It comes to serve “A Place of Absence” well that its foundation initially seems removed from where it ends up, feeling a bit indirect when director Marialuisa Ernst joins the 12th Caravan of Mothers on their tour of Central America that becomes the film’s main thrust. Ernst no doubt found their way onto the bus full of mothers whose children have disappeared and likely kidnapped years ago because of what happened within their own family, their uncle Guillermo having vanished during the 1960s military dictatorship in Bolivia, but the filmmaker doesn’t insist on a personal connection immediately when their mother has shared little about Guillermo in the years since he’s been gone, his probable captors not only succeeding in taking him away from his loved ones but depriving him from living on in their memories when it’s too difficult to talk about.
There’s a more straightforward documentary Ernst could’ve made from following around the 12th Caravan, a movement that took inspiration from the famed protests of the Argentinean Madres of Plaza de Oro to demand justice for those disappeared during the Videla regime on the road as more and more teens in Central America are being abducted and absorbed into human smuggling chains.

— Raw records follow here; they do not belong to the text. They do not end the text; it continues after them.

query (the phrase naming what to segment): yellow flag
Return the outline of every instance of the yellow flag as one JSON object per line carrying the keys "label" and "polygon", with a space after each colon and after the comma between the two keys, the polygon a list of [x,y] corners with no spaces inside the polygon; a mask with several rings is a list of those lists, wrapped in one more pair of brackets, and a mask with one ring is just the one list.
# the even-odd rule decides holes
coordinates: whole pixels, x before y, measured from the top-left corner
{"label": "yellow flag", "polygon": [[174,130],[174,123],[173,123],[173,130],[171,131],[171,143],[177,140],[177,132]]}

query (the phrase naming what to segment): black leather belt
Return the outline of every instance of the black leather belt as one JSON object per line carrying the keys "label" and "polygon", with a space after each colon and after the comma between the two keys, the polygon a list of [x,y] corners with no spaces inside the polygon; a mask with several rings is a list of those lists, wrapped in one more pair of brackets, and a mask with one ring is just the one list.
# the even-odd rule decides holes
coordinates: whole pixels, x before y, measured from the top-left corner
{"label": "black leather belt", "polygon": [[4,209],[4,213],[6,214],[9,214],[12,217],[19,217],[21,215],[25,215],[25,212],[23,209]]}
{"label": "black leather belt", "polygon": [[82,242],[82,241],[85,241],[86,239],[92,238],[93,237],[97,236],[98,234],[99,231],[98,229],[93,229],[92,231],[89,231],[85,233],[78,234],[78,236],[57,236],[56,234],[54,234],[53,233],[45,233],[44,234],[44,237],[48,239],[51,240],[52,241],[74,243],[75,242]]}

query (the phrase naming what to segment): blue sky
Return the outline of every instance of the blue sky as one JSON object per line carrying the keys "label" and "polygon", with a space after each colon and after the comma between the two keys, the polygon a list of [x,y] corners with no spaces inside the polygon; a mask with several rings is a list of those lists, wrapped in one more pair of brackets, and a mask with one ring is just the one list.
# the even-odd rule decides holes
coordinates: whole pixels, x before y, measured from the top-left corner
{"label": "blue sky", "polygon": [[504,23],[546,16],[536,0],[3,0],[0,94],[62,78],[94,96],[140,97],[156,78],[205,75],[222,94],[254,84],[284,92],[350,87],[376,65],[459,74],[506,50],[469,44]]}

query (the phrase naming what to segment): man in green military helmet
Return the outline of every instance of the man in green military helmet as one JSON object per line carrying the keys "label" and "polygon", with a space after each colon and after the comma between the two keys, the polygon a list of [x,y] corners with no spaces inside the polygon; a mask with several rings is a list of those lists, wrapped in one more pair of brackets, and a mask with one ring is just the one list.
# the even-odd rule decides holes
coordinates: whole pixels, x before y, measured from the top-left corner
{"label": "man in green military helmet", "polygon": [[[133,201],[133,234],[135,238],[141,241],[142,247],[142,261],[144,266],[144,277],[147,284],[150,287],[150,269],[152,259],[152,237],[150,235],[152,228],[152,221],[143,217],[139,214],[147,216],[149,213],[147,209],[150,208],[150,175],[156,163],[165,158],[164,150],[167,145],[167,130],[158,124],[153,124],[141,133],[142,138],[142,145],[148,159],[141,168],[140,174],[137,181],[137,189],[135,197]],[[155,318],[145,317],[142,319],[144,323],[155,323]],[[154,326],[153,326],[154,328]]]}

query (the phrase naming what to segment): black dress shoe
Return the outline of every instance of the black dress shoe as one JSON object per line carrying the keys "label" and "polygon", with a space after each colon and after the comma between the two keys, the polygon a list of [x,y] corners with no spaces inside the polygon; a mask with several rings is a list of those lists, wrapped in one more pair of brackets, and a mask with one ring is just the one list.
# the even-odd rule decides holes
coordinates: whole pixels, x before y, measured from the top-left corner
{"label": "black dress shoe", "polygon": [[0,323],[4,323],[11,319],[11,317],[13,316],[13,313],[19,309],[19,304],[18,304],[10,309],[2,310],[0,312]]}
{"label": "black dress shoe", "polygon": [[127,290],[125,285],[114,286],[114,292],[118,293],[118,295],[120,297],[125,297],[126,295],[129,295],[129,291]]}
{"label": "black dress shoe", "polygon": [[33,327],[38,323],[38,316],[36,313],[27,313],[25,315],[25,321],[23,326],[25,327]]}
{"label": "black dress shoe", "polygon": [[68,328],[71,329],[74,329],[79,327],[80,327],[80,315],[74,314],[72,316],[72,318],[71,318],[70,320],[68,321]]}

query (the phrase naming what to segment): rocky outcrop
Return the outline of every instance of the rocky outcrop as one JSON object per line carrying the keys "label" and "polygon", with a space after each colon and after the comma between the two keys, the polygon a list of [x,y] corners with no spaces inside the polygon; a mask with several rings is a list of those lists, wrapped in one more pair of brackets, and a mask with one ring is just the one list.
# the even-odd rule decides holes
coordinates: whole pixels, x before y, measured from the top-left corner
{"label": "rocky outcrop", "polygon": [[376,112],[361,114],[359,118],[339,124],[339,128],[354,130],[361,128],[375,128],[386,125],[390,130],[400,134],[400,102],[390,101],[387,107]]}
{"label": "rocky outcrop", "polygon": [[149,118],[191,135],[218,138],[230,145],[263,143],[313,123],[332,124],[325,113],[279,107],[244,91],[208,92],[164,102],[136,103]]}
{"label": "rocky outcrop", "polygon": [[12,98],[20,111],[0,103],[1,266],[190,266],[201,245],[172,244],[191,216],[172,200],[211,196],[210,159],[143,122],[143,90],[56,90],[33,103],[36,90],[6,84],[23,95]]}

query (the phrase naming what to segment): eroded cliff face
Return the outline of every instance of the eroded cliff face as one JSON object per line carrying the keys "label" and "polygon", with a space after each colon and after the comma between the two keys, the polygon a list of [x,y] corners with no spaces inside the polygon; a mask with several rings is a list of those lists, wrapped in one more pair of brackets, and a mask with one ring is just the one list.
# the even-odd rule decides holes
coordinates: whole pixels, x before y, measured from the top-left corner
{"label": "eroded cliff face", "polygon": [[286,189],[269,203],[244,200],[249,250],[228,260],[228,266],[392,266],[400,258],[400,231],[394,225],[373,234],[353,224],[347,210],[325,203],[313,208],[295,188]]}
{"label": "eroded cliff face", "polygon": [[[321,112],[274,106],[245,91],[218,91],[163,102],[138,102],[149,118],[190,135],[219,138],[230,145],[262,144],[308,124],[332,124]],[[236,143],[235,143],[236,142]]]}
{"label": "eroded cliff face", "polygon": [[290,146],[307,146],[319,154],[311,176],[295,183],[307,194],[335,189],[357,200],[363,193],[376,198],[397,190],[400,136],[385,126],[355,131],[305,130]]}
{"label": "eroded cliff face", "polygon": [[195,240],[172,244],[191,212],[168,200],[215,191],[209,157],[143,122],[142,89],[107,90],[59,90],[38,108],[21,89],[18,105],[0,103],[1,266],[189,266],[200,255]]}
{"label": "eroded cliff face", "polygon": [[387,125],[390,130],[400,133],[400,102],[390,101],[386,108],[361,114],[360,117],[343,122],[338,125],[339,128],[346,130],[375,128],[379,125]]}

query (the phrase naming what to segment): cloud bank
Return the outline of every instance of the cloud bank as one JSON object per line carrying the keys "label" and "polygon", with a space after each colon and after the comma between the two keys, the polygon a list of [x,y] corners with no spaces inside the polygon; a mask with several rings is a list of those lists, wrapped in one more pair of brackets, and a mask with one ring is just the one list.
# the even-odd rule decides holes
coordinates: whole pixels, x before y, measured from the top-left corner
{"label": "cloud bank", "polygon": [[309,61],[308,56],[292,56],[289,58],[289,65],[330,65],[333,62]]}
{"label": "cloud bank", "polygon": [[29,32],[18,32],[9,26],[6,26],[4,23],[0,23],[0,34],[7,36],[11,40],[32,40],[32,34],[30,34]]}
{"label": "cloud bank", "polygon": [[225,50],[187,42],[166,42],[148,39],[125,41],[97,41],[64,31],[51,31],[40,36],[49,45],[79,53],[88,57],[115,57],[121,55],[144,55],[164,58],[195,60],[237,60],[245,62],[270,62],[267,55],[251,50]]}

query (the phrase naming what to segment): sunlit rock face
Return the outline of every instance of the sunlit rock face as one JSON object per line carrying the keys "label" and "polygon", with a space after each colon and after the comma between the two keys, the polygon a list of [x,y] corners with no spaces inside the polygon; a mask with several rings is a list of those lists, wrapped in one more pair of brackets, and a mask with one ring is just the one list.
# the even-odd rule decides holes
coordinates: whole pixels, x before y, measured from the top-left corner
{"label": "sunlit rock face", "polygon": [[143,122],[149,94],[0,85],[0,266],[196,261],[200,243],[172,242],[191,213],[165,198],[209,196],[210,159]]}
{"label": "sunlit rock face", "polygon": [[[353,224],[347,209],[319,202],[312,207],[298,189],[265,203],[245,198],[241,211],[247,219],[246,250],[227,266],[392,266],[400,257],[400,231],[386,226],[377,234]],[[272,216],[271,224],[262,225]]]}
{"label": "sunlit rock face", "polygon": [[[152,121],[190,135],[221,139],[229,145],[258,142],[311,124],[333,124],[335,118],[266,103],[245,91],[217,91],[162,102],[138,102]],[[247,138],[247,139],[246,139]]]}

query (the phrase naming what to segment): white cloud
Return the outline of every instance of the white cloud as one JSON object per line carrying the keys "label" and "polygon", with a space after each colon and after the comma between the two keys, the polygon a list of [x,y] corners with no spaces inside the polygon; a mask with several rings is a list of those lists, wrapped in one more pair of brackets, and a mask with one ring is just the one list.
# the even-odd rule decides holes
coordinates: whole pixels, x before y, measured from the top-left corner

But instead, that just becomes one compelling strand of many in the film where time has a great deal of meaning as a present-day search for loved ones can commence due in part to advances in connectivity versus an era where relatives had little knowledge that their experience wasn’t an isolated one, yet it also has none at all when people become frozen in the moment that someone disappeared and the circumstances for it may change, but the feeling remains the same for those affected. Ernst experiences an opposite reaction from the mothers on the caravan that proudly wear their children’s pictures on their chest than their own, who has a few pictures of Guillermo tucked away but started a new life in Chile where a pursuit of an oncology degree and the responsibilities of being a mother to three left her little time to linger on the past. As the director explains, the experience of being on the bus leads to finally being a bit bolder in asking about his memory.
Ernst is a performance artist as well as a filmmaker, so “A Place of Absence” has poetic interludes tied to the forest that grows around their mother’s house, some of which work better than others relative to the verite footage they have from the caravan, but the approach to expressing both time and memory as it relates someone stolen from a life is genuinely inspired. A dialogue is extended from conversations with Ernst’s own mother, who isn’t reluctant to speak about Guillermo but at a true loss for words, to women she’ll never meet in Anita, a leader amongst the caravan whose son was thought to be coerced into a human smuggling ring, and Leti, who last heard from her daughter a decade earlier and can be seen urging girls her age to be careful where they walk alone during her travels as part of the caravan, when activism takes a variety of forms to keep someone’s spirit alive, occasionally requiring convincing oneself that it’s worth the effort as fervently as any public demand for attention. The formal conceit of having the cerebral experience that both Ernst and their mother have collide with the more tactile one that the 12th Caravan has as they travel, eventually coalescing and bringing together a fragmented narrative becomes an impressive way to create a presence for those who have gone missing, not only asserting their place on the record, but fleshing them out as more than statistics.
“A Place of Absence” will be available to stream on the DOC NYC virtual platform from November 16th through November 30th.